О личных отношениях отца с другими писателями в эти годы я, собственно, почти ничего не знаю, в основном, они обменивались письмами. Из друзей молодости уже почти никого не осталось. Он пережил всех, потому что они, по меркам нашего времени, умерли «в расцвете сил».

С конца двадцатых годов – теперь я забегаю немного вперед – у меня сохранилось яркое воспоминание об одном случае, связывавшем отца с цветом норвежской поэзии.
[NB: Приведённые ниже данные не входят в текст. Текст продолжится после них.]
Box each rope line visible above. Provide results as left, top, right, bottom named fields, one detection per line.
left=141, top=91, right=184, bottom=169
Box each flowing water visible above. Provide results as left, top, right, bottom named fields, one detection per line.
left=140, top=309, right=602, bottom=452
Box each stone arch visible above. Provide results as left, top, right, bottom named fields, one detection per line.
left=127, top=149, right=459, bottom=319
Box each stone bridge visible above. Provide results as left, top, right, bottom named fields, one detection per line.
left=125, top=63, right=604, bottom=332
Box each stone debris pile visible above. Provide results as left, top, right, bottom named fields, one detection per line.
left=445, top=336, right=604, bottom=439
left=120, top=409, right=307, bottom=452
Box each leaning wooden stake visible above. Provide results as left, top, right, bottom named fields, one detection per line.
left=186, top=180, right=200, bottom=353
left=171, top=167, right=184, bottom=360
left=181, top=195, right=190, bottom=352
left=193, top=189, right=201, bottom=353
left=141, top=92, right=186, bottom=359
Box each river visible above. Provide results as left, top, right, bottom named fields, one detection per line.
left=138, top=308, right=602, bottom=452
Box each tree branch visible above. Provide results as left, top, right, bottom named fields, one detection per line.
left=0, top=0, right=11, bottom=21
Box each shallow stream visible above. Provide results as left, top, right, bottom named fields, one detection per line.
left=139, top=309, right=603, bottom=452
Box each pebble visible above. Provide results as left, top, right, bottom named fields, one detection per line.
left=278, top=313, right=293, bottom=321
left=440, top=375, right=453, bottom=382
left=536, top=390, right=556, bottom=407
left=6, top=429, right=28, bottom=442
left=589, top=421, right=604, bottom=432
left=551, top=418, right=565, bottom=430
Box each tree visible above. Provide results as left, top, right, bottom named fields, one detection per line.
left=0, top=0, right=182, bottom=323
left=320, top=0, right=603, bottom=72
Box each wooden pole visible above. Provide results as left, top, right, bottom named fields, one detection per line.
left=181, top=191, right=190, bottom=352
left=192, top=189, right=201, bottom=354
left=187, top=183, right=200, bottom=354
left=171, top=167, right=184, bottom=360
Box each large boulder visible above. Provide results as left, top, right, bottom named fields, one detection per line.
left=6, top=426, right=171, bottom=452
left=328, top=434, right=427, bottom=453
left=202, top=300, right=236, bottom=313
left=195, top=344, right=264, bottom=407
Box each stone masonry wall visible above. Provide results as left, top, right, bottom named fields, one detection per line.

…Однажды летом отец взял нас с братом в Осло и, по обыкновению, повел обедать в Зеркальный зал «Гранд отеля». Он любил это «Зеркало», там было светло.Ему претили заведения с так называемой атмосферой – полумраком и свечами на столах. Зато были по душе залы, где играла музыка и на стенах плясали рефлексы света. Он сидел приставив ладонь к уху даже среди оживленного общества, и слушал, как оркестр только ради него исполняет его любимую «La Paloma» – народную кубинскую песню о голубке, которая, перелетев через море, доставила весточку любимой героя. Отец всегда испытывал потребность в свете, может быть, она уходила корнями в его мрачное и темное детство, в воспоминания о звучном псалме Грундтвига: «По нам, детям света, видно, что ночь истекла» {56} . Я помню, как в особо торжественные минуты он цитировал эти строки.

Обычно отец мало говорил за едой из-за усиливающейся глухоты. Нам было трудно кричать ему в ухо, и он смирился с нашим молчанием, хотя порой это не позволяло ему быть в «курсе событий», и с возрастом он все больше страдал от этого.

Однако в тот день в «Зеркале» ничто особенно не привлекало его внимания. Мы спокойно обедали, музыка играла, и гостей было немного.

Вдруг недалеко от нас раздался громкий голос, и довольно высокий мужчина в сером костюме со съехавшим набок галстуком вошел в зал. Он постоял на пороге, увидел нас и раскатисто воскликнул:

– Гамсун! – И направился к нам нетвердым шагом.

Вскоре он уже стоял у нашего столика, опираясь о него. Тогда отец сказал чуть дрожащим голосом, который я так хорошо знал и который появлялся, когда что-то действовало ему на нервы:

– Улаф Булль, разве ты не видишь, что я обедаю со своими сыновьями? Оставь нас в покое!

Все это было трагично и неприятно. Улаф Булль! Мне было восемнадцать лет, я читал его стихи, посвященные отцу, читал его «Эльвиру» {57} и другие произведения, которые по молодости плохо понимал. Я испытывал к нему безграничное почтение и не смел поднять глаз. Улаф отпрянул и глухо произнес:

– Я только хотел с тобой поздороваться.

И ушел, не прибавив больше ни слова.

Мы с Арилдом стерпели бы, если бы крупнейшему норвежскому лирику предложили сесть за наш столик. До сих пор я сожалею, что все так вышло, для нас с Арилдом это была невосполнимая потеря. Да, Булль был типично богемный художник, он жил взахлеб, не жалея себя. Но зато какой художник!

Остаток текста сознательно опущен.